"Watcher Think?" is GameWatcher's series of unscored mini-reviews for those who want to save time in a bottle. This time Chris Capel reviews The Silent Age, an adventure in his favourite genre: iOS port.
It's 1972 and Joe is a janitor at Archon, a research company with a Defense Department contract and a lot of secrets. Joe's crappy day cleaning out wastebaskets gets worse when he discovers an old man dying of a gunshot wound raving about an apocalyptic future, then he gets arrested for the man's murder. After pressing a button the man gave him Joe discovers that it's all true, and the button sends him between 1972 and the desolate far future of 2012. Now Joe has to escape the police station, find the old man's younger self, and prevent the apocalypse. All in a day's work for a janitor.
The Silent Age is a 2D adventure game, it's not silent, and it's also an iOS port. Normally I'd shrug and go "s'alright, works better on mobiles" and move on to my next game, but there's nothing that makes developer House On Fire's adventure feel like an iOS port. If I didn't know that I'd never have guessed. It's basically just a straight adventure game, albeit a fairly short one that's divided into quick chapters you can't move between. What you can move between instantly though is time periods, and it's done very well and very smartly. You really need to think 4 dimensionally if you want to succeed, even if that does often just equate to "pick up item in the future to use in the past".
It's all rather simple once you've got mastery over time travel, although there are some real thinking-outside-the-box moments that were really satisfying to solve, like one involving an overgrown poison ivy bush that's almost a reference to Day of the Tentacle (which I highly suspect it is, given that game's similar twisted time travel tale and the appearance of a chainsaw without gasoline later on). What's more annoying is the things you can't do. Items disappear immediately after one use despite occasionally being needed a minute later, like a crowbar or oil, and I'm not sure why you can't leave certain areas - for example when Joe ends up in front of the police station you're forced to hang around rather than just cross the street and run for it.

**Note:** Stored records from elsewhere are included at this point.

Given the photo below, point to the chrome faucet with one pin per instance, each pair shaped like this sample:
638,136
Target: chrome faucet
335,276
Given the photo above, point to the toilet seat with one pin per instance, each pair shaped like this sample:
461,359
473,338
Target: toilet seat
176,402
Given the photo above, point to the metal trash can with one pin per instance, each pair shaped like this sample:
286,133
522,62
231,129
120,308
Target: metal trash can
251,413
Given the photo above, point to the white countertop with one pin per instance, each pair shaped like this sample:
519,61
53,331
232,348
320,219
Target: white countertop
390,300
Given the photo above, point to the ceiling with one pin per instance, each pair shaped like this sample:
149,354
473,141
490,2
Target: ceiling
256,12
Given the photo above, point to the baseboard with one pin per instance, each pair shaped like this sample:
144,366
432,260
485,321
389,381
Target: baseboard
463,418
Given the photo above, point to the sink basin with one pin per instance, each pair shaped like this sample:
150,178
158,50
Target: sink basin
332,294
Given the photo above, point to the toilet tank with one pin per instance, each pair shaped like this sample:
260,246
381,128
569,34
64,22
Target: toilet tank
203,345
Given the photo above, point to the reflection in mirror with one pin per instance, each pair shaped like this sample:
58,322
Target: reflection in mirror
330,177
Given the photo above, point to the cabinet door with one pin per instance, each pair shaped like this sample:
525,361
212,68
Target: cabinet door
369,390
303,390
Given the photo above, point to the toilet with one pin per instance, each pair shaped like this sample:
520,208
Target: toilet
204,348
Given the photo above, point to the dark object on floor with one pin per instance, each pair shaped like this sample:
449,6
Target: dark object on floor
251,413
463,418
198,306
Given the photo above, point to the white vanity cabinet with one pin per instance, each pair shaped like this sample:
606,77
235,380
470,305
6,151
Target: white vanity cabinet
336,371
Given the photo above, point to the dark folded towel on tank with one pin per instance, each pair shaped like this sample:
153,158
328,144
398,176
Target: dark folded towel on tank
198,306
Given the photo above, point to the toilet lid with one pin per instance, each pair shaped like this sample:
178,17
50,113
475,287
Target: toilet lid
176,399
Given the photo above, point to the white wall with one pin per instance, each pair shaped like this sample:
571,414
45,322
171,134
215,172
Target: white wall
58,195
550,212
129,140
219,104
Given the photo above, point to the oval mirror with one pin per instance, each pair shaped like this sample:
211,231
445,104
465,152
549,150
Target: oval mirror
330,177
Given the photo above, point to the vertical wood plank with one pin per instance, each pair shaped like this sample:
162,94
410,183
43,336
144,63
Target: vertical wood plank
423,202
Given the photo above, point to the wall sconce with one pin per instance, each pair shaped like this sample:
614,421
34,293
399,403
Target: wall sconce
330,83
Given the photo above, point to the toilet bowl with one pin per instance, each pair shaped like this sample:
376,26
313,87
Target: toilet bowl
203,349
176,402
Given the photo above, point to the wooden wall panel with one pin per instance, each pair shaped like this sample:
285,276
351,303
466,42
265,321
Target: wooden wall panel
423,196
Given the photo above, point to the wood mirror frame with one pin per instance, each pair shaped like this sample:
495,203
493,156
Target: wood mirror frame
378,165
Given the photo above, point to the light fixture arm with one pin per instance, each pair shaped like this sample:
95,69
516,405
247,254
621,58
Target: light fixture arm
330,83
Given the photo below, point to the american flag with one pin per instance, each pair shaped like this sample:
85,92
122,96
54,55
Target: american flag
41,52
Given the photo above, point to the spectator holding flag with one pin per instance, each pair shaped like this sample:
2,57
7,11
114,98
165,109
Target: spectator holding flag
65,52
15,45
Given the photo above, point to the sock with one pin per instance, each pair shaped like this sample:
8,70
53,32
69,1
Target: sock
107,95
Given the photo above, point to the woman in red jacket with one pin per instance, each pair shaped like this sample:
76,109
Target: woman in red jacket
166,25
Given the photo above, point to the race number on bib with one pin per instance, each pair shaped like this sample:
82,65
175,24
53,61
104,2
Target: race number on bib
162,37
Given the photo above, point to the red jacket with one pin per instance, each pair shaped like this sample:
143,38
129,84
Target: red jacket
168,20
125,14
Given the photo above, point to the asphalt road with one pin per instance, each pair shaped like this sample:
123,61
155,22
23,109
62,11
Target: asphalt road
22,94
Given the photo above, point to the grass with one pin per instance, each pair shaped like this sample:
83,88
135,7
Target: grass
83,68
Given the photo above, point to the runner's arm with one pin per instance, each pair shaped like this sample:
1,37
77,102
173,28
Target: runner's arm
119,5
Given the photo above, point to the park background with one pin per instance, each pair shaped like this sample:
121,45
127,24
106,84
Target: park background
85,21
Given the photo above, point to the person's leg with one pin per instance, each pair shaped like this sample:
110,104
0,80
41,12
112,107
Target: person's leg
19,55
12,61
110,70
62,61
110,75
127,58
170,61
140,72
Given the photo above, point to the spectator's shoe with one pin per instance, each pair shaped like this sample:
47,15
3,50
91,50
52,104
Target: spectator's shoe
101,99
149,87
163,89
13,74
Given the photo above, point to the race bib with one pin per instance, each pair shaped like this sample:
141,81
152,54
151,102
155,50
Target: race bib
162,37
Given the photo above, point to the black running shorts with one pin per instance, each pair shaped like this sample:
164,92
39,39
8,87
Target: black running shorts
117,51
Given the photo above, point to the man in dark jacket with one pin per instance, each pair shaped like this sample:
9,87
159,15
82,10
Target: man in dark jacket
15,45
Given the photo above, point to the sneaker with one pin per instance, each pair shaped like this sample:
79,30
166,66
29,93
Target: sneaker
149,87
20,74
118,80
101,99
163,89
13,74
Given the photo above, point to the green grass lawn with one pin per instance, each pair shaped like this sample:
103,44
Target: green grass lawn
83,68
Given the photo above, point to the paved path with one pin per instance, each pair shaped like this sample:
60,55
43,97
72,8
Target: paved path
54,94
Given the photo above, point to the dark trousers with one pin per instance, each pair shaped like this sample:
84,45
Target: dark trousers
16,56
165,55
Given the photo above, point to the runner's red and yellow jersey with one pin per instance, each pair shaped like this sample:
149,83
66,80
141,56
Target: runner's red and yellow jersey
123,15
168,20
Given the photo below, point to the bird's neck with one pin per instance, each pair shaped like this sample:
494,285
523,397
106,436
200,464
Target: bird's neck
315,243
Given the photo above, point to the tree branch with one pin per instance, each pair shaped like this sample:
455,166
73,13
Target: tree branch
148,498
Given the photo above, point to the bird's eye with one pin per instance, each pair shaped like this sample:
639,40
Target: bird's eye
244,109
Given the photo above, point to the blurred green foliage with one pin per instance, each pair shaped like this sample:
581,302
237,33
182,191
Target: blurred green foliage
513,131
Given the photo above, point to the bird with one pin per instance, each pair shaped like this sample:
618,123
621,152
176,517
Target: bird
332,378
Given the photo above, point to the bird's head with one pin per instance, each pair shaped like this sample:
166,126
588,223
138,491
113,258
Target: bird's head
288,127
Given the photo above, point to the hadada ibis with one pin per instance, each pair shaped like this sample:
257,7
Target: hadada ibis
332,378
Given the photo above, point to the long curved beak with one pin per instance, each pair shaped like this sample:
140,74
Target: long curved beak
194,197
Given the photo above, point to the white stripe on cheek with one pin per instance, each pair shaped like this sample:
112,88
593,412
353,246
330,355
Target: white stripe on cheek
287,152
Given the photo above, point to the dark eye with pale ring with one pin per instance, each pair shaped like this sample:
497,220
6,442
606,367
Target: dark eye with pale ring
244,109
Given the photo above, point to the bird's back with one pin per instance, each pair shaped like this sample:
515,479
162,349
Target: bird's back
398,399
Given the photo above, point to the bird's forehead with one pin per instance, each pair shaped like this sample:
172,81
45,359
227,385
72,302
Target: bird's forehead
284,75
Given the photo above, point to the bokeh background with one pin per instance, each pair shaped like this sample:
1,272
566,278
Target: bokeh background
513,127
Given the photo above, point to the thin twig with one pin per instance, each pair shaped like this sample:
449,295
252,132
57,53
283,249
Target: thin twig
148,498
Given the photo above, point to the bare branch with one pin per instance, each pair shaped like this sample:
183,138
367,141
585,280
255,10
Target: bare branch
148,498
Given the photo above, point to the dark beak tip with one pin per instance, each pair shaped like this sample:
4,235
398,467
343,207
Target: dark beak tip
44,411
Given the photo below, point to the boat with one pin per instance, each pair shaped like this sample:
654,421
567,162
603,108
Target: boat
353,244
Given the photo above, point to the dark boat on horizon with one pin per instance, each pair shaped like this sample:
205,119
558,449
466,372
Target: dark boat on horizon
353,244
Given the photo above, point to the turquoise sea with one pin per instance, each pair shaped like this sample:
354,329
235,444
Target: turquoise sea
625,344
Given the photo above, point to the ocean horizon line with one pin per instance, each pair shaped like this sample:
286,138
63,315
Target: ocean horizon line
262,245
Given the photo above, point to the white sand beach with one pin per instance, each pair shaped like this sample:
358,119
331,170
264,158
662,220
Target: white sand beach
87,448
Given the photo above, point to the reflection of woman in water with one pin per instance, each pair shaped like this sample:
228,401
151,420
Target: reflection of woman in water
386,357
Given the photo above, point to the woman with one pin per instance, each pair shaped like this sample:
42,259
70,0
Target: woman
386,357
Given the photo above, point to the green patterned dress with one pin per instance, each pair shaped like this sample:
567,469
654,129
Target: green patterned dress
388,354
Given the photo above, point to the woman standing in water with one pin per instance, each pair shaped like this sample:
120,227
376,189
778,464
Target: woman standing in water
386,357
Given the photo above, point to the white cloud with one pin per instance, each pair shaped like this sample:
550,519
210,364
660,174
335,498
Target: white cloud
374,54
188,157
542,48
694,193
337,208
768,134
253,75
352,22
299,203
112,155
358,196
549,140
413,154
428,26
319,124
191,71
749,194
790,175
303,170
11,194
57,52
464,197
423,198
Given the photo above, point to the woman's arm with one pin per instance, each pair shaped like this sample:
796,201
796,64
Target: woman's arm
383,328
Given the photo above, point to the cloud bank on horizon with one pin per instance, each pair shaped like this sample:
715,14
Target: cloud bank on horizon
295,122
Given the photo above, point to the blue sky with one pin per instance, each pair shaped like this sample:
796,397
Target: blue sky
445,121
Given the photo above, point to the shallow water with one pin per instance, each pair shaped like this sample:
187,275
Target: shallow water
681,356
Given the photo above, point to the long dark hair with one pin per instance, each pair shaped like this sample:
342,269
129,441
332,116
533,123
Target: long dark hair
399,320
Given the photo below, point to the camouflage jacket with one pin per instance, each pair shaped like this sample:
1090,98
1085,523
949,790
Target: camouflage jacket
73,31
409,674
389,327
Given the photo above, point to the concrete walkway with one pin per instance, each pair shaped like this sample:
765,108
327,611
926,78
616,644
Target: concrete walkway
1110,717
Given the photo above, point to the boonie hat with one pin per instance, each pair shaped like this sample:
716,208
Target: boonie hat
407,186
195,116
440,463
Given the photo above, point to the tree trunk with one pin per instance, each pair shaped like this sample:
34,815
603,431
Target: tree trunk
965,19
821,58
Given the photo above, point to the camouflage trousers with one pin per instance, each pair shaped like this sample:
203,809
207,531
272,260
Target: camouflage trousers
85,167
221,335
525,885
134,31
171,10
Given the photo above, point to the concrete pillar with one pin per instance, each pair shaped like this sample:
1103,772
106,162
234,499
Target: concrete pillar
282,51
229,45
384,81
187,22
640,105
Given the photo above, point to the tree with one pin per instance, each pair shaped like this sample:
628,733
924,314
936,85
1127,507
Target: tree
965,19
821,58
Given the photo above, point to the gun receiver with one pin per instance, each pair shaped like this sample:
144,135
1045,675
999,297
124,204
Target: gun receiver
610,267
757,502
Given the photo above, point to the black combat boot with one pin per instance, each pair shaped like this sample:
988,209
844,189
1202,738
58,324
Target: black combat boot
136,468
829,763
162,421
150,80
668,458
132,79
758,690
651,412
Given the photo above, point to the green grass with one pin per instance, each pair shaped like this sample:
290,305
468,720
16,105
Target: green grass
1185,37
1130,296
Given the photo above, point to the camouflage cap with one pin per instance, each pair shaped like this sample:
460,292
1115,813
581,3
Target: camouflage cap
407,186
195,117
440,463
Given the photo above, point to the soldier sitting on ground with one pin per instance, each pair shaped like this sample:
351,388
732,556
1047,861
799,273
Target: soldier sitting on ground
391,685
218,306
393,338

At it's core The Silent Age is a simple adventure game that experienced gamers will probably breeze through, but the clever use of time travel forces the player to think in two different time periods at once and so it's never less than satisfying to solve the puzzles on offer. The story is also interesting with neat moments of humour to counter the pretty grim goings-on, and Joe makes a likeable protagonist. It's not an adventure that'll last you ages (I took just under two hours to finish it) but you'll almost certainly enjoy it while it lasts. Recommended, then.